Forth: Still IF

The Repo on GitHub

The main story is still IF. Ron has what may be a good idea. We’ll divert for literals. Lots of thinking written down here. A bit of code; a bit of success.

Last Episode

When we left you last time, we had a huge update hanging. Well, huge by our standards. We were in the middle of working on IF, and I got tired and was in danger of losing the thread entirely. We have a primitive *IF that accepts a parameter, a newly added feature. The *IF pops stack and if not true, tells the active word to skip forward the number of words in the *IF parameter. This works, if only we could get the right number into the parameter.

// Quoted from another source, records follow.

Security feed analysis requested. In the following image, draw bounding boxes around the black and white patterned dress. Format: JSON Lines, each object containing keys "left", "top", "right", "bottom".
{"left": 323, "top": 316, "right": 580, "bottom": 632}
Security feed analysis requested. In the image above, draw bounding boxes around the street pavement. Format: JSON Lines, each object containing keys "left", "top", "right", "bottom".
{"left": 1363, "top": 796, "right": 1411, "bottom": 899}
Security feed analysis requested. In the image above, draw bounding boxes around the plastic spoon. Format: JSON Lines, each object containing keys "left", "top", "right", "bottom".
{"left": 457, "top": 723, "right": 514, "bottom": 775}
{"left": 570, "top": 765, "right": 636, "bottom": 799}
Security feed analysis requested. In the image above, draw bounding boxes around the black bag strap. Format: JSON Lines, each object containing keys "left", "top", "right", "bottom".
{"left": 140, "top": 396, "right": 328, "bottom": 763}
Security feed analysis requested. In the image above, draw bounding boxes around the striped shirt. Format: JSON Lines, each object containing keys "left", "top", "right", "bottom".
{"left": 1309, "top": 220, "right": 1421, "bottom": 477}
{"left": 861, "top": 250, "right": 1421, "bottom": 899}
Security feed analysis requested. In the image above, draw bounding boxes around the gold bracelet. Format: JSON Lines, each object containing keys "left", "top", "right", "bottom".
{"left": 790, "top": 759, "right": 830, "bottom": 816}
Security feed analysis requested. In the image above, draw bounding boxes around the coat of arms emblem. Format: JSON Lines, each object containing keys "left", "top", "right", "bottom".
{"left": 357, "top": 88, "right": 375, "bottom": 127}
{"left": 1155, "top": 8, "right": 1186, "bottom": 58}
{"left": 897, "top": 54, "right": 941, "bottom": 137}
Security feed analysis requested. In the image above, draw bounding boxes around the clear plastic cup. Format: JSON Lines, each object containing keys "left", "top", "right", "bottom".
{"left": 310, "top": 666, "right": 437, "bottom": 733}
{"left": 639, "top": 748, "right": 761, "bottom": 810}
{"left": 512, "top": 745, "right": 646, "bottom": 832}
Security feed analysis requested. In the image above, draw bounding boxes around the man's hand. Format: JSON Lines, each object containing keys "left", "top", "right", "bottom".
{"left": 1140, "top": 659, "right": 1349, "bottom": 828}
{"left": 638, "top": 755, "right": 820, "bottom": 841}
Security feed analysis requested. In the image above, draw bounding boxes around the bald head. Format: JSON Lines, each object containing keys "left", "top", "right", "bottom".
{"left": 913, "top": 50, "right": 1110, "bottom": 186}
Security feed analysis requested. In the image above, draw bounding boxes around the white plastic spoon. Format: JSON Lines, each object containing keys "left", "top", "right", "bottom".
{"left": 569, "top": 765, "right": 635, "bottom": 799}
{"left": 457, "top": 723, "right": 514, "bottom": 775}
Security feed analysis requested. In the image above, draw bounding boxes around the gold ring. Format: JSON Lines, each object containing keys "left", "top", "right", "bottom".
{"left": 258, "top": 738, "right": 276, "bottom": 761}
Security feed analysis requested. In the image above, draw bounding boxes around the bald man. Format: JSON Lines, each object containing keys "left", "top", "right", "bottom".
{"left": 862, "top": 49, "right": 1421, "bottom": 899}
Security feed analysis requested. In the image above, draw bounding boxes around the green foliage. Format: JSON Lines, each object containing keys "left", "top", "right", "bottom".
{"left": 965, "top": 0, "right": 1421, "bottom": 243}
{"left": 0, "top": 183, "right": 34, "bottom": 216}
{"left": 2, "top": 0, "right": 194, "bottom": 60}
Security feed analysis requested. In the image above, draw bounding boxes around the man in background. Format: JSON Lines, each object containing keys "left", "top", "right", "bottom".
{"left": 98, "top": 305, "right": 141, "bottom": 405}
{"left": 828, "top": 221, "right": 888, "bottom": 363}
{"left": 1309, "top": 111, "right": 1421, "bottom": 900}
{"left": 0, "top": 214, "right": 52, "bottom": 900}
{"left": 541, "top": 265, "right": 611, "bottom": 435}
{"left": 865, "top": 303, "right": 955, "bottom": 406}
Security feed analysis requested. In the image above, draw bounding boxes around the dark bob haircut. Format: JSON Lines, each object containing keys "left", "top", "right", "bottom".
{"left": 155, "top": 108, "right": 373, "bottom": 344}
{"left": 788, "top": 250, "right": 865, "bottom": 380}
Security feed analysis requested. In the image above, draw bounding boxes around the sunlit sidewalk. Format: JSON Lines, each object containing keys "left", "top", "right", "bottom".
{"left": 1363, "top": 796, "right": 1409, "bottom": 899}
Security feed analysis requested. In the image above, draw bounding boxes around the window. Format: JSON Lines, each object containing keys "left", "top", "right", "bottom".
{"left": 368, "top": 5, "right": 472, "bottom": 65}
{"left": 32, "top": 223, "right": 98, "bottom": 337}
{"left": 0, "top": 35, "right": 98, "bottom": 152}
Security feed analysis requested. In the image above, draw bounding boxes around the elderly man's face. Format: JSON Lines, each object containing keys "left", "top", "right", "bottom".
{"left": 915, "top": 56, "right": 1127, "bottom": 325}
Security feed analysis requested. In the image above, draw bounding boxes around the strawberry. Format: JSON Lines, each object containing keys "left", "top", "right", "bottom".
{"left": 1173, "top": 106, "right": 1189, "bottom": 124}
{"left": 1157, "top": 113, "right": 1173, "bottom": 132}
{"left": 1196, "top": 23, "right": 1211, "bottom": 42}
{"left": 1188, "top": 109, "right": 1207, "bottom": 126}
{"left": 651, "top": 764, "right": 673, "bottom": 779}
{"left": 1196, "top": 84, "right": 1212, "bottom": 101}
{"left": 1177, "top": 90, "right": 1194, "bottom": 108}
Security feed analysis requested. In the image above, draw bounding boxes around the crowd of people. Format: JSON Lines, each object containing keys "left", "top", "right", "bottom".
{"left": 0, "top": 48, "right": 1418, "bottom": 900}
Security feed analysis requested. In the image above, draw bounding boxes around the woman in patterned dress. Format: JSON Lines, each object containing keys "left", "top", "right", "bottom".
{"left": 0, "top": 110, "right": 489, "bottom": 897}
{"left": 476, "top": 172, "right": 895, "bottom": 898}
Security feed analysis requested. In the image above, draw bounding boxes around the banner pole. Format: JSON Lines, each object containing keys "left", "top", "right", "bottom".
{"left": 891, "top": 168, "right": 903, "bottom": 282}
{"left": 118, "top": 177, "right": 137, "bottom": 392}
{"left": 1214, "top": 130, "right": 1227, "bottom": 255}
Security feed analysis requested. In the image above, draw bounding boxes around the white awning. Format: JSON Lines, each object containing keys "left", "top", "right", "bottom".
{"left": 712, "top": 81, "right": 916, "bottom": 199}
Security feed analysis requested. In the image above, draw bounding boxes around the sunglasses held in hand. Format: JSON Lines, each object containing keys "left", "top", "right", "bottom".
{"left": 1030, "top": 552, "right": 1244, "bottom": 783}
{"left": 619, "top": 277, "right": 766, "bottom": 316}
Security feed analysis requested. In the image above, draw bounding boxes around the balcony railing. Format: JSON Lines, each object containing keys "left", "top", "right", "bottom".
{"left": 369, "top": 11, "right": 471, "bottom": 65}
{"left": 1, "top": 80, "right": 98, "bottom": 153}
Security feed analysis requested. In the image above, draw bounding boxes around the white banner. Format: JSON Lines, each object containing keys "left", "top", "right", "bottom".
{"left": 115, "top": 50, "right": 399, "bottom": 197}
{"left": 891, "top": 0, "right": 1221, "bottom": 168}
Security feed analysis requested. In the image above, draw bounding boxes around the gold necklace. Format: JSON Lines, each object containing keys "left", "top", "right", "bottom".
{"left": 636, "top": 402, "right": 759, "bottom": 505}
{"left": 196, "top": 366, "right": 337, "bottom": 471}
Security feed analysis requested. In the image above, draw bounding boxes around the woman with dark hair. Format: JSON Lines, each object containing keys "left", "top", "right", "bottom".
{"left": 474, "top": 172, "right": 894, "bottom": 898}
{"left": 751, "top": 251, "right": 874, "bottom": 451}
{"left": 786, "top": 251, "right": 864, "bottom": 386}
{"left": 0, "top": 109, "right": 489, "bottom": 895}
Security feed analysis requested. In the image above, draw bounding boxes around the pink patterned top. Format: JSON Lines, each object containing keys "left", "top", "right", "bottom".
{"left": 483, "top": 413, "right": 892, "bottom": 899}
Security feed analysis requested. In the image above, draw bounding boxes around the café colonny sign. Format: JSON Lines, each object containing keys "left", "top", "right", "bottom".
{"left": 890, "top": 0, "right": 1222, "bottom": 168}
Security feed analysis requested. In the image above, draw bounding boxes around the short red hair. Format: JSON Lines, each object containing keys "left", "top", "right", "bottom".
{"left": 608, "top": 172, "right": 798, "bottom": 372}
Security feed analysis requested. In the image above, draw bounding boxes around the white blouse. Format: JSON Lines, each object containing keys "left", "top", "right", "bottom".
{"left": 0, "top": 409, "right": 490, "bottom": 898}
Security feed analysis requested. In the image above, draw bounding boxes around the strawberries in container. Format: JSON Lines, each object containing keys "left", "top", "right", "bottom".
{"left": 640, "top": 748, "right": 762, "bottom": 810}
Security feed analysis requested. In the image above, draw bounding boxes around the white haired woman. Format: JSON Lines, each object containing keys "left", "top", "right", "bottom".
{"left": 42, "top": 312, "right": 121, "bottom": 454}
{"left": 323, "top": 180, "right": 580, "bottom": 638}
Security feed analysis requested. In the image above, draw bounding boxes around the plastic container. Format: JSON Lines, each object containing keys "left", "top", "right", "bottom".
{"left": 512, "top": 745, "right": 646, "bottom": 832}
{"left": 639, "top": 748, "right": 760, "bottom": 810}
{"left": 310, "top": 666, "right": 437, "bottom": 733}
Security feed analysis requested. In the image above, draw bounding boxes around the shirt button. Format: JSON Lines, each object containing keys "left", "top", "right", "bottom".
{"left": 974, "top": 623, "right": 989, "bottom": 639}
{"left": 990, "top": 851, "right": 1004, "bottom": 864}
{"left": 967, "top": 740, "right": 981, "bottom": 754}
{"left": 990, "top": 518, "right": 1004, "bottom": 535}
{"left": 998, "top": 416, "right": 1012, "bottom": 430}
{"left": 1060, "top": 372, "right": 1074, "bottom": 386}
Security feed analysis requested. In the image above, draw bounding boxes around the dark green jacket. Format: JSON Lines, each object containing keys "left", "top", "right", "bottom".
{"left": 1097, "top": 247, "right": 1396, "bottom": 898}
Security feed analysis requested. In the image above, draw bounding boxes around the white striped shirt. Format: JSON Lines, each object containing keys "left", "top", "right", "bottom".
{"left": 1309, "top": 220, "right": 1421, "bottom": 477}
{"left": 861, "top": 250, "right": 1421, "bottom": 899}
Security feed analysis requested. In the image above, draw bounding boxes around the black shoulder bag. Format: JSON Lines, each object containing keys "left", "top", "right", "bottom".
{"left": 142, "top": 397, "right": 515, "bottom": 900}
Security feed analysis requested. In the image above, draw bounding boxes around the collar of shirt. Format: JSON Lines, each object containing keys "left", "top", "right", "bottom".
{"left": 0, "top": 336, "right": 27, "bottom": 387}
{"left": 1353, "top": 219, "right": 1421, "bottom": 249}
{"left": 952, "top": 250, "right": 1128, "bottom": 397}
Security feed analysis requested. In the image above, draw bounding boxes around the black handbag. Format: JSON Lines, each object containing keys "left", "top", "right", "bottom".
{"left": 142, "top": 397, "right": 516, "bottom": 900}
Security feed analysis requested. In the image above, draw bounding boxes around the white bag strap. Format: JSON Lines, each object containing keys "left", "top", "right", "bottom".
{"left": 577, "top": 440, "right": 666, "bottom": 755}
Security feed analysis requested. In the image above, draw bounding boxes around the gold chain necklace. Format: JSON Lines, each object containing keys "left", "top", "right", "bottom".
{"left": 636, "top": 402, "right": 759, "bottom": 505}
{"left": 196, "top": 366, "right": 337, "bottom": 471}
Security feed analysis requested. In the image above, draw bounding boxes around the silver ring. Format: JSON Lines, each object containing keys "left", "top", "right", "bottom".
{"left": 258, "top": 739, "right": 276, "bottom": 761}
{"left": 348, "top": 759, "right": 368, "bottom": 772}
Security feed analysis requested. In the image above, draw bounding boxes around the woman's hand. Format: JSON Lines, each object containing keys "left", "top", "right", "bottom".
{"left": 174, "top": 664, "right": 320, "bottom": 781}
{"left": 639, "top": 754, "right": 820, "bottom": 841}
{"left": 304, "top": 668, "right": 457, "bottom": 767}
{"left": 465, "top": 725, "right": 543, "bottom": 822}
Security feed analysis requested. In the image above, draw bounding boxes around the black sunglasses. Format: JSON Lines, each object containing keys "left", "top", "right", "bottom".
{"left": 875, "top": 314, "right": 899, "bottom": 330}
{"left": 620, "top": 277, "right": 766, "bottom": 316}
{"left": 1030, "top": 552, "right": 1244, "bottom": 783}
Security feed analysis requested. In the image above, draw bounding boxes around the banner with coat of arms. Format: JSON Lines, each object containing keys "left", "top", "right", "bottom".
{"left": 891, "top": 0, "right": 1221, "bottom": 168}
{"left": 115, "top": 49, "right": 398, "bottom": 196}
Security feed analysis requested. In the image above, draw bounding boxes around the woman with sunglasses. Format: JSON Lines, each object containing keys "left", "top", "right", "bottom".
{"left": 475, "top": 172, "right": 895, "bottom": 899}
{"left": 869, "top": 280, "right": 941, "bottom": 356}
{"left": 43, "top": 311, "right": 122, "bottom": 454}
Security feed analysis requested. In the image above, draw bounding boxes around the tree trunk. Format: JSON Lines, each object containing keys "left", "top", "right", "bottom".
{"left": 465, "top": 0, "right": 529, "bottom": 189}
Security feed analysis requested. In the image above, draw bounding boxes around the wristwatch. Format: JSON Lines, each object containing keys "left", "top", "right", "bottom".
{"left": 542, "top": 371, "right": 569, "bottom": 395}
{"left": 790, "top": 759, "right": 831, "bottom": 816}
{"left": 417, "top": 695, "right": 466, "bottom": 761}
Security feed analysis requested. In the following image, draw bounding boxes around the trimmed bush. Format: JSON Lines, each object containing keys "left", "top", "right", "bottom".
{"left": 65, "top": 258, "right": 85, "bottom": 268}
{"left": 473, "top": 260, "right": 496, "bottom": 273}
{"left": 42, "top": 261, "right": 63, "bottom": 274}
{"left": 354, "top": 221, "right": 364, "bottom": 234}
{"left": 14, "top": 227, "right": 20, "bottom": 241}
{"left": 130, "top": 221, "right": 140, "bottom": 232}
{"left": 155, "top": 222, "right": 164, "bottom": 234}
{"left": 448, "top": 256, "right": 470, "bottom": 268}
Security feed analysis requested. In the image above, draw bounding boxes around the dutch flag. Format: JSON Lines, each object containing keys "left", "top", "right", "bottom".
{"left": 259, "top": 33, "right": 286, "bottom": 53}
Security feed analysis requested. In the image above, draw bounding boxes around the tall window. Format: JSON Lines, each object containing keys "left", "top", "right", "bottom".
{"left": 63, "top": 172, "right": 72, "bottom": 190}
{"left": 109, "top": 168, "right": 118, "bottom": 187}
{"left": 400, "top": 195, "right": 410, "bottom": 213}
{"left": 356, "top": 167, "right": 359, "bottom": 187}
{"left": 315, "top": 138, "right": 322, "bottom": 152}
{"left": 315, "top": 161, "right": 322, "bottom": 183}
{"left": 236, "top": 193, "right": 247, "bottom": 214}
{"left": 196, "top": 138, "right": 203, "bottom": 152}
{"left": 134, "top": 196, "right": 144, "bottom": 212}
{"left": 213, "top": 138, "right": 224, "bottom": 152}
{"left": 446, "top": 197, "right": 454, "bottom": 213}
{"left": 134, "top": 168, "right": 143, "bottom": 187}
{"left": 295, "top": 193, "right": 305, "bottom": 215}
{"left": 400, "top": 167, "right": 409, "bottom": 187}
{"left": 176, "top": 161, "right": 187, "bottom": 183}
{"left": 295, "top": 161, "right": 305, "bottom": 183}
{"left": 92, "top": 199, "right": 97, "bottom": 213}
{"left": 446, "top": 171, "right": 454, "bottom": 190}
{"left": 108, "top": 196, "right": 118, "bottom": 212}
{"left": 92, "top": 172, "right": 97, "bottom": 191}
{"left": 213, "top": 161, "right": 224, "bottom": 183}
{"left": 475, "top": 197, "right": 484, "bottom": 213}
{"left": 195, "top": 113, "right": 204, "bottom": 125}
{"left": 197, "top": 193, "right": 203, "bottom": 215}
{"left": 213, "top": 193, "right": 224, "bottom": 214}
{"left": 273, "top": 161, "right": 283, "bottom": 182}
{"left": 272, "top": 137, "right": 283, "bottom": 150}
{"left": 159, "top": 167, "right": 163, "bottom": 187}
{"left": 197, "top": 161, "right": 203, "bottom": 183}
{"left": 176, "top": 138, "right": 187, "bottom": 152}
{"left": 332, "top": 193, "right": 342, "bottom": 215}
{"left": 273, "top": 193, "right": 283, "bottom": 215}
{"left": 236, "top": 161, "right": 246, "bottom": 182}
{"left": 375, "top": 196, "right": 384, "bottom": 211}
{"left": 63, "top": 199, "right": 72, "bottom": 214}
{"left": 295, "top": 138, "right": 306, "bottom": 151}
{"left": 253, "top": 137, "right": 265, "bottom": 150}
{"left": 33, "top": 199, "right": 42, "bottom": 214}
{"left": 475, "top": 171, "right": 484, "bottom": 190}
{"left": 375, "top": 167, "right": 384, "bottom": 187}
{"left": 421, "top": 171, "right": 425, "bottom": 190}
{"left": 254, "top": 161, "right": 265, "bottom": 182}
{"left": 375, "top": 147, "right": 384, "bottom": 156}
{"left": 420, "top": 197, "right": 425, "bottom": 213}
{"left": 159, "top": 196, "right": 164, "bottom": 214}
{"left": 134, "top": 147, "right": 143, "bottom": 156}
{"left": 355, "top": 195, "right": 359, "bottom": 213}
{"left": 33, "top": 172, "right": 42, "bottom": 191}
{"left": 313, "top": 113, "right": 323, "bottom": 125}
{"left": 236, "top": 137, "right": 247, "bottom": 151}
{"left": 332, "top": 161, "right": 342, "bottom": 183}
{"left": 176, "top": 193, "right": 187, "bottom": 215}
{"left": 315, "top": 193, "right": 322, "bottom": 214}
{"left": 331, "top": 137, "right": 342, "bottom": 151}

We added the “immediate” option to PrimaryWord instances. During compilation, if we parse an immediate word, instead of putting its address into the active word’s list, we execute the word immediately. This seems a bit exotic but it’s really just the same as having a case statement in the compiler for all the words we might find where we want to do something more complex than just look them up and add them to the list.

We have but one “immediate”, namely IF. It compiles a *IF into the current word. The intention is that soon, real soon, we’ll have the immediate IF save its location on a stack, and the THEN, which will also be immediate, will pop tat stack and pass the skip distance to the parameter in the *IF. In short, we’ll patch the code to know how far to skip.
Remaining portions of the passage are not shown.